How Can I Implement Custom Response Parsing with HTTParty?
HTTParty provides several powerful mechanisms for implementing custom response parsing, allowing you to process API responses in ways that go beyond the default JSON and XML parsing. Whether you're dealing with custom data formats, need specialized validation, or want to transform responses into domain-specific objects, HTTParty's flexible parsing system has you covered.
Understanding HTTParty's Response Parsing System
HTTParty automatically detects and parses common response formats like JSON and XML based on the Content-Type
header.
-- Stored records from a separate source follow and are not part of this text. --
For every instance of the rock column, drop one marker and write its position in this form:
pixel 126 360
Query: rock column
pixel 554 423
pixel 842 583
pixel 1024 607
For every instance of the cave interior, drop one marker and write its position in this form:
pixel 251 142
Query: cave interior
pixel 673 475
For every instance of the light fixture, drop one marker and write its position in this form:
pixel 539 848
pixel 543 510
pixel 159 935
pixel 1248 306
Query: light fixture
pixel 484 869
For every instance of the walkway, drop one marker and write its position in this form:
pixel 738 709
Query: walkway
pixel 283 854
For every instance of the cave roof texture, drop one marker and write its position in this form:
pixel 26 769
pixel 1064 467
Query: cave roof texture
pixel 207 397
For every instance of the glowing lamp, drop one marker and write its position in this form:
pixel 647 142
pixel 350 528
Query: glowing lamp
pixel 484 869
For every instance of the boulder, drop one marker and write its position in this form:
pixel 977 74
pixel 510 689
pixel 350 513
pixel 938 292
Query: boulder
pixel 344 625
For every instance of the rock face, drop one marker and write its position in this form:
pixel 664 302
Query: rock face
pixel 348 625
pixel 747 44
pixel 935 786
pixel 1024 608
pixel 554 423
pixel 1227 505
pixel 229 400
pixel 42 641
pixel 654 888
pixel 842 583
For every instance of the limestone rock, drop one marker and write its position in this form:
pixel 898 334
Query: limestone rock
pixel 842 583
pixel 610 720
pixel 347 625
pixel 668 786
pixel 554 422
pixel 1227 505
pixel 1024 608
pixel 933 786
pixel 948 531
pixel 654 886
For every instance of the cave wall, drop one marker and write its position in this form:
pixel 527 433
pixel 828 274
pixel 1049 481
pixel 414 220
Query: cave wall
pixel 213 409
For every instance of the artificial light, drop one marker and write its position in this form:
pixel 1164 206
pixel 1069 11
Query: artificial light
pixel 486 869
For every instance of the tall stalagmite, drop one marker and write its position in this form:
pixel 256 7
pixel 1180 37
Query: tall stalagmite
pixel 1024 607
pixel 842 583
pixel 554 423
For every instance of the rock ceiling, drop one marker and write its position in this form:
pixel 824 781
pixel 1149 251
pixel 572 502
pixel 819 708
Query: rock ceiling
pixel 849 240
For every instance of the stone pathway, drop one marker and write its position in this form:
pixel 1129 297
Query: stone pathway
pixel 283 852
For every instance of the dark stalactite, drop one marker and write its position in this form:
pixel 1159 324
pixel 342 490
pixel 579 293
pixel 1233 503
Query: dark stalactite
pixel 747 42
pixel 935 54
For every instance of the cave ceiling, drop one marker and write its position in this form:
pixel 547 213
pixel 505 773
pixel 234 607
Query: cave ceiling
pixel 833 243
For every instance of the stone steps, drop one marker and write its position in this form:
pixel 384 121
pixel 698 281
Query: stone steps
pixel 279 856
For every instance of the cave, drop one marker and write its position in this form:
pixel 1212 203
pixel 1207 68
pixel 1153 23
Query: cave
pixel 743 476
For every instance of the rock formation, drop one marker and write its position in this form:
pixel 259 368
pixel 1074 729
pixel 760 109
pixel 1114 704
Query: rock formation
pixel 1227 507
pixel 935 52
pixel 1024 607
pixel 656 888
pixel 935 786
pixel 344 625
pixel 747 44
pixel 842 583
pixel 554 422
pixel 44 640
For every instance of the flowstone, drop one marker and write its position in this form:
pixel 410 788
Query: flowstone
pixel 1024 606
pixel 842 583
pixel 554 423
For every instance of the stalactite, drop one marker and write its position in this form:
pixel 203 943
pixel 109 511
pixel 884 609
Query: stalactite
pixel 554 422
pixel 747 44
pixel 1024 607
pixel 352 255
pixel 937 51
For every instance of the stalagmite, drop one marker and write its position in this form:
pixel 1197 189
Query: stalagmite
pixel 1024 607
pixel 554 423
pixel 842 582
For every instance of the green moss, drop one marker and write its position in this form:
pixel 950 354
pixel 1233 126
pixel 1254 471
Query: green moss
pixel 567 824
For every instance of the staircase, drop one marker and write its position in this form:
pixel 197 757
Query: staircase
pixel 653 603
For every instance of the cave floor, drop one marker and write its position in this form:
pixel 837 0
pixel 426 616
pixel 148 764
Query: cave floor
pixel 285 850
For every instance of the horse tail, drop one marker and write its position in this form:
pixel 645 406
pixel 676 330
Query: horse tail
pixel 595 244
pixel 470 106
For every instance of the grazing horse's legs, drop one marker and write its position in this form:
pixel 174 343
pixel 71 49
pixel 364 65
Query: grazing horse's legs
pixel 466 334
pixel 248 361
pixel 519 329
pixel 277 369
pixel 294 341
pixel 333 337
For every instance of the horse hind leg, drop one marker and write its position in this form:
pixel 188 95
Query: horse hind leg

However, when working with APIs that return custom formats or when you need specialized processing, you'll need to implement custom parsing logic.
Method 1: Using Custom Parser Classes
The most robust approach is to create custom parser classes that implement HTTParty's parser interface. This method gives you complete control over how responses are processed.
Creating a Custom Parser
# Custom CSV parser
class CSVParser < HTTParty::Parser
SupportedFormats = {
'text/csv' => :csv,
'application/csv' => :csv
}.freeze
def csv
require 'csv'
CSV.parse(body, headers: true, header_converters: :symbol)
end
end
# Custom XML parser with additional processing
class CustomXMLParser < HTTParty::Parser
SupportedFormats = {
'application/xml' => :custom_xml,
'text/xml' => :custom_xml
}.freeze
def custom_xml
require 'nokogiri'
doc = Nokogiri::XML(body)
# Custom processing logic
{
metadata: extract_metadata(doc),
items: extract_items(doc),
parsed_at: Time.current
}
end
private
def extract_metadata(doc)
{
version: doc.at('//version')&.text,
timestamp: doc.at('//timestamp')&.text
}
end
def extract_items(doc)
doc.xpath('//item').map do |item|
{
id: item['id'],
name: item.at('name')&.text,
value: item.at('value')&.text&.to_f
}
end
end
end
Registering and Using Custom Parsers
class APIClient
include HTTParty
base_uri 'https://api.example.com'
# Register custom parsers
parser CSVParser
parser CustomXMLParser
def self.fetch_csv_data
get('/data.csv')
end
def self.fetch_xml_report
get('/reports/latest.xml')
end
end
# Usage
csv_data = APIClient.fetch_csv_data
puts csv_data.class # => Array (from CSV parser)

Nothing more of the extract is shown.